The City Council is mulling a variety options for Drake that weigh the financial, environmental and social costs of the plant. For example, the best financial option for Utilities is to keep Drake open for the next 30 years. But when greenhouse gas emissions and other environmental and social costs are considered, Utilities could avoid spending $753 million if it closed Drake in 2019.
The council has not decided how much weight it will place on social and environmental costs associated with the plant. It could make some of those decisions next month when it meets as Utilites board.
HDR engineering and consulting firm was hired by the Utilities board to study the potential closure and costs of Drake. The firm did not make a recommendation on the best course of action.
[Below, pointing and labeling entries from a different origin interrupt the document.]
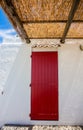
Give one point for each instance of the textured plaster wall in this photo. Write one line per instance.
(15, 102)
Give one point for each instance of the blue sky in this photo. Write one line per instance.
(6, 29)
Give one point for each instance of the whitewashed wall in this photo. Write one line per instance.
(15, 102)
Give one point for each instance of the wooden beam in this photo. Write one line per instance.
(70, 18)
(9, 9)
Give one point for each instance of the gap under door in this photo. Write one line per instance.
(44, 86)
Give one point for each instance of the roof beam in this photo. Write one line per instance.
(9, 9)
(70, 19)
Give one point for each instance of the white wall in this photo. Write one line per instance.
(15, 102)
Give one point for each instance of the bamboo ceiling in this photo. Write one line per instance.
(44, 18)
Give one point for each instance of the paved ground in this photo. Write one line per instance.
(42, 128)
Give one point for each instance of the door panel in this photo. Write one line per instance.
(44, 86)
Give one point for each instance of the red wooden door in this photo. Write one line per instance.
(44, 86)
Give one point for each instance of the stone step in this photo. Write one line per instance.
(35, 127)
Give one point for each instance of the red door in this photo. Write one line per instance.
(44, 86)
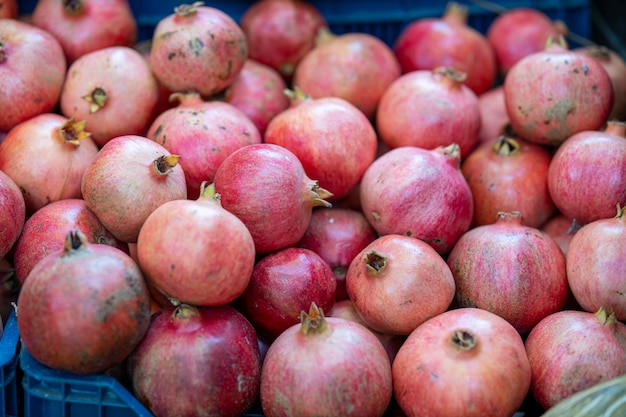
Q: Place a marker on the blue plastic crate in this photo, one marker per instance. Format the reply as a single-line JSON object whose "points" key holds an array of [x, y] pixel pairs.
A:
{"points": [[9, 352]]}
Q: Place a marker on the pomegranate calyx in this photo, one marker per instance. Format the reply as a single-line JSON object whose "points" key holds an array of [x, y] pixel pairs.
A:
{"points": [[165, 163], [186, 10], [73, 132], [375, 262], [463, 339], [96, 98], [313, 322]]}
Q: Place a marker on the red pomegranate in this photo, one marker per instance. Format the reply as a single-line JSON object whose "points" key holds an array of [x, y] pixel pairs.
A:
{"points": [[83, 308], [552, 94], [428, 43], [419, 193], [587, 174], [198, 48], [429, 108], [509, 269], [32, 67]]}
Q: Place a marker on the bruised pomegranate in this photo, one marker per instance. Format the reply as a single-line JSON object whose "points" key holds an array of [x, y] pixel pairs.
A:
{"points": [[311, 363], [83, 308], [46, 156], [203, 133], [197, 361], [198, 48], [509, 269], [266, 186], [32, 70], [419, 193]]}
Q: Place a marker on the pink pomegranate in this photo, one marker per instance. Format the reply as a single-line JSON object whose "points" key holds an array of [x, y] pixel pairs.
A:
{"points": [[114, 90], [509, 269], [449, 41], [46, 156], [429, 108], [129, 178], [198, 48], [197, 361], [203, 133], [32, 70], [258, 91], [333, 140], [266, 186], [281, 32], [349, 62], [398, 282], [587, 174], [570, 351], [310, 363], [418, 193], [83, 308], [44, 232], [552, 94]]}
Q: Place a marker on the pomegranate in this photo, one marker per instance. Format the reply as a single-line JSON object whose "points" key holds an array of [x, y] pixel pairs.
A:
{"points": [[83, 308], [12, 213], [428, 43], [183, 271], [510, 269], [587, 174], [429, 108], [32, 70], [281, 32], [398, 282], [570, 351], [519, 32], [266, 186], [283, 284], [45, 230], [83, 26], [129, 178], [509, 175], [472, 361], [325, 366], [350, 63], [552, 94], [333, 140], [114, 90], [596, 264], [198, 48], [337, 235], [51, 147], [258, 91], [419, 193], [203, 133], [197, 361]]}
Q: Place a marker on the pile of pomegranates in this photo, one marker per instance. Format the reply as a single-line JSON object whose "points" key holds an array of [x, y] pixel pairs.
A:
{"points": [[315, 223]]}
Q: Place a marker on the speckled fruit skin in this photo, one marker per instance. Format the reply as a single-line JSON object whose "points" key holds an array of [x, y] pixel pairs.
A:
{"points": [[491, 378], [343, 371], [197, 361], [398, 282], [553, 94], [512, 270], [203, 49], [570, 351], [32, 69], [83, 310]]}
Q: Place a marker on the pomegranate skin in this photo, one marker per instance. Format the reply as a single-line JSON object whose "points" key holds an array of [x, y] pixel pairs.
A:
{"points": [[596, 265], [570, 351], [32, 68], [509, 269], [587, 174], [197, 361], [419, 193]]}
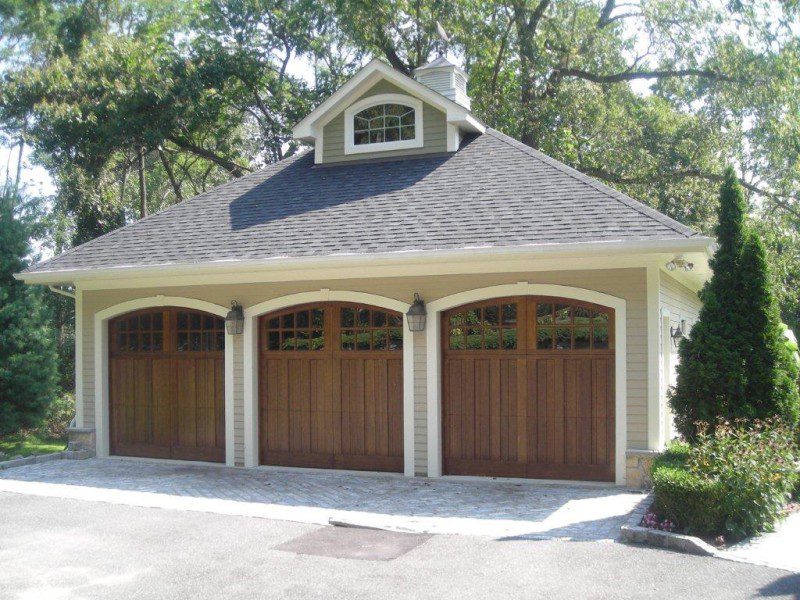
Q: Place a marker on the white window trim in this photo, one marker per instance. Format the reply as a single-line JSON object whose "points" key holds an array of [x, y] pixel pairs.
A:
{"points": [[350, 112], [523, 288], [251, 314], [101, 394]]}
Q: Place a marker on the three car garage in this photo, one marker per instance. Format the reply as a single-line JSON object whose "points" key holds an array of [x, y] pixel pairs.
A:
{"points": [[527, 387]]}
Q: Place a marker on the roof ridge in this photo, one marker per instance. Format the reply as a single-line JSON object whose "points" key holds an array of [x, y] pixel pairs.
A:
{"points": [[118, 230], [636, 205]]}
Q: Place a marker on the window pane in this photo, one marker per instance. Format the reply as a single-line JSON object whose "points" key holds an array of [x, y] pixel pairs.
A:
{"points": [[474, 339], [457, 340], [563, 338], [544, 313], [363, 340], [301, 340], [395, 338], [582, 338], [600, 338], [317, 340], [563, 313], [509, 314], [582, 315], [544, 338], [274, 340], [287, 340], [348, 340], [491, 339], [348, 317], [379, 339], [510, 339]]}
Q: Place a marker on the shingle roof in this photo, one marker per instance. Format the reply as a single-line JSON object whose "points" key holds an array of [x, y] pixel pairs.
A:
{"points": [[493, 192]]}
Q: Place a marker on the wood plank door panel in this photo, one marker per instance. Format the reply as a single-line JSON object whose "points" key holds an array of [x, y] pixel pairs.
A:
{"points": [[167, 385], [330, 387], [528, 389]]}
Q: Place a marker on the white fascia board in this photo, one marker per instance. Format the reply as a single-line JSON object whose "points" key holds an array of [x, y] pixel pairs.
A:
{"points": [[376, 69], [464, 256]]}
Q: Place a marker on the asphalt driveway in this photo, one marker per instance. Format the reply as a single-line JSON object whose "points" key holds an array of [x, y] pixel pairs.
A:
{"points": [[54, 548]]}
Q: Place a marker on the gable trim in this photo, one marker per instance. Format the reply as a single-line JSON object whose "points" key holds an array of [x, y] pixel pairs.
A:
{"points": [[309, 128]]}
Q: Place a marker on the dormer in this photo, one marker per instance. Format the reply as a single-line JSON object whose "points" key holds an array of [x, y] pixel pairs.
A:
{"points": [[382, 113]]}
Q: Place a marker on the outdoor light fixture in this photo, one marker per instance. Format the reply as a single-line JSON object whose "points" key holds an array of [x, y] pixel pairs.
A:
{"points": [[679, 263], [416, 315], [677, 333], [234, 321]]}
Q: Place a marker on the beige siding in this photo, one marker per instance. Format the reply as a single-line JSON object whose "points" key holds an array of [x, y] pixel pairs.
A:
{"points": [[682, 304], [434, 127], [629, 284]]}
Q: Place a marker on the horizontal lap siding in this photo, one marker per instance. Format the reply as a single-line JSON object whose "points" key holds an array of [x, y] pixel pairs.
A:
{"points": [[434, 127], [625, 283]]}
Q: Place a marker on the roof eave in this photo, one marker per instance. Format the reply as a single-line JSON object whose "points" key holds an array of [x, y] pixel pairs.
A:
{"points": [[695, 244]]}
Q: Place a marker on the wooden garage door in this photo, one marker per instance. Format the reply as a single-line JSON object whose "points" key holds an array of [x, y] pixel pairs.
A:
{"points": [[167, 384], [331, 387], [528, 389]]}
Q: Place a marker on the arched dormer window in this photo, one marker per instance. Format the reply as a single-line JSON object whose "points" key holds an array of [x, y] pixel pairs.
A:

In March, a majority of the council indicated that closing Drake in the short term - meaning fewer than six years - was off the discussion table. It would not be enough time to plan for life post-Drake, which provides about one-third of the city's power. It would take longer to plan and build a replacement power source, the council members said. Instead, the council indicated it would consider a decommissioning date nine to 15 years out, and possibly longer.
But in May, a fire erupted inside Drake and shut down operations at the plant. Those who had been advocating for a short-term closure date said the fire was a good opportunity to permanently close the plant.
"We've been reluctant to add solar and wind because of its intermittency, but the fire has showed another vulnerability," said Jane Ard Smith, an attorney and member of the local Sierra Club.
Since the fire, Utilities has relied on a natural gas-fired plant and has purchased power off the grid to supply energy to customers. The result was an increase in electric rates to cover the cost of buying replacement energy.
This week, one of three units at Drake went back online, using coal to generate electricity. The City Council will consider lowering electric rates at its July 8 meeting, with an effective date of July 11. Utilities is working to get a second Drake unit back online by fall.
Utilities is in the middle of updating the Drake and Ray Nixon power plants with emissions control technology - projects estimated to cost $251 million - to meet the 2017 deadline for the federal guidelines. In November, Colorado Springs City Council approved an electric rate increase, which is expected to generate $12 million in 2014 and be used toward the emissions control project.
The HDR study factors in the $251 million being spent to upgrade the plants, even in the scenario which says Drake could be decommissioned by 2019. All of the options outlined by HDR were compared and contrasted to the base case, which is to keep Drake open for the next 20 years.
"You have all the numbers, you have the emotional arguments, what is good, what is not good," said resident Patti Mulkey. "I want the plant closed as soon as possible. I want to see leadership. I want you to make a decision - hopefully to green energy."